Wygląda na to, że zwolennicy takiego kreacjonizmu jednocześnie są zwolennikami ewolucji. Zanim poznałem takie teorie, myślałem że tylko istnieje jeden kompromisowy argument - Bóg posłużył się ewolucją.

Dnia 03.12.2008 o 12:50, Ceteris Paribus napisał:

> Stosuję się do autoinstrukcji Pisma. I Biblii można pisać i pisać jakie posiada
wartości.

A sprawdzałeś czy inne przekazy nie maja podobnych wartosci?

Mocno mnie uderzyłeś zadając to pytanie. Nie czytałem całego Koranu albo Talmudu czy wszystkich innych ksiąg wodzących inne wyznania ale Pismo Hebrajczyków jest rzeczywiście inne, o tym musiałbym ci napisać osobny wykład i przedłużyć dyskusję; chcesz pogadać o tym ?

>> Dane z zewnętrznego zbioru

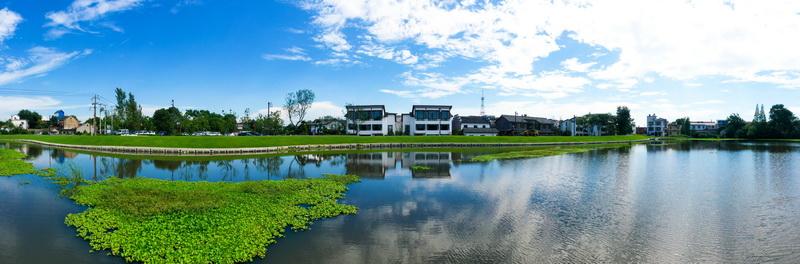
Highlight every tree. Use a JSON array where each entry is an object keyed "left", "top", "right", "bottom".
[
  {"left": 720, "top": 114, "right": 747, "bottom": 138},
  {"left": 17, "top": 109, "right": 44, "bottom": 128},
  {"left": 768, "top": 104, "right": 797, "bottom": 138},
  {"left": 125, "top": 93, "right": 143, "bottom": 130},
  {"left": 114, "top": 87, "right": 128, "bottom": 127},
  {"left": 283, "top": 89, "right": 315, "bottom": 127},
  {"left": 153, "top": 107, "right": 183, "bottom": 135},
  {"left": 616, "top": 106, "right": 633, "bottom": 135},
  {"left": 253, "top": 112, "right": 283, "bottom": 135}
]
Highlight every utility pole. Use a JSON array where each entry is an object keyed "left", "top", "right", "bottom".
[
  {"left": 92, "top": 94, "right": 97, "bottom": 136},
  {"left": 481, "top": 88, "right": 486, "bottom": 117}
]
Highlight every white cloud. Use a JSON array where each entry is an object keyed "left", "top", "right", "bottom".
[
  {"left": 302, "top": 0, "right": 800, "bottom": 95},
  {"left": 0, "top": 95, "right": 61, "bottom": 120},
  {"left": 561, "top": 58, "right": 597, "bottom": 72},
  {"left": 0, "top": 47, "right": 92, "bottom": 85},
  {"left": 45, "top": 0, "right": 142, "bottom": 38},
  {"left": 261, "top": 47, "right": 311, "bottom": 61},
  {"left": 0, "top": 8, "right": 22, "bottom": 44},
  {"left": 255, "top": 101, "right": 344, "bottom": 122}
]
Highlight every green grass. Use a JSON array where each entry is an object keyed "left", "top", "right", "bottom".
[
  {"left": 0, "top": 149, "right": 37, "bottom": 176},
  {"left": 472, "top": 144, "right": 630, "bottom": 162},
  {"left": 66, "top": 175, "right": 358, "bottom": 263},
  {"left": 0, "top": 135, "right": 647, "bottom": 148}
]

Dnia 03.12.2008 o 12:50, Ceteris Paribus napisał:

> > No i popatrz, że Ty tam mozesz niczego takiego nie znaleźć, bo tego nie szukasz.

>
> ..ależ znalazłem - czyjeś omamy,
> Znajdzie się 20 ludzi i każdy będzie miał różne plany i wyobrażenie

I z tego zbudowano ten pojazd kosmiczny?

Nie uważałem, że zbudowano jakiś pojazd kosmiczny, ma się to ni jak do naszej rozmowy.

Dnia 03.12.2008 o 12:50, Ceteris Paribus napisał:

> > A są tam jakieś namacalne dowody na taki stan rzeczy poza obietnicami?
Dowód - coś co mnie przkona, że tak jest. Czyli musiałbym to zobaczyć, dotknąć, mógł
sprawdzic tego wiarygodność. bo wiesz tekst, że to tam jest, albo "błogosławieni, którzy
nie widzieli, a nie uwierzyli" to mnie do niczego nie przekonuje. Tutaj ludzia pozostaje
wiara a nie wiedza.

... aleeeeeż Paribusie nie neguję tego aby wiara miała podstawy czyli jakąś wiedzę, nie ma chrześcijanina, który by nie miał podstaw do wiary, taka wiara była by pusta, dla niektórych będzie to wiedza teoretyczna albo dowody namacalne, ale jak się znajdą jakieś dowody namacalne to zaraz powstają kontry ponieważ ma się do tego uprzedzenie. Każdy by chciał zobaczyć boga i wtedy uwierzył. Ci co ukrzyżowali Jezusa, mówili " zejdź z krzyża a wtedy uwierzymy" chodziło tu o to, że Jezus będąc Bogiem swoją mocą opuści krzyż i zmiecie wrogów na kwaśne jabłko. Tak właśnie myślą ludzie, którym nie jest dane poznanie.

Dnia 03.12.2008 o 12:50, Ceteris Paribus napisał:

Niechodziło mi tylko o okres początków naszej ery, ale i np. średniowiecze.

A średniowiecze jest "powtórką z rozrywki". Nadejdzie jeszcze jedno takie coś ale już ostatni raz.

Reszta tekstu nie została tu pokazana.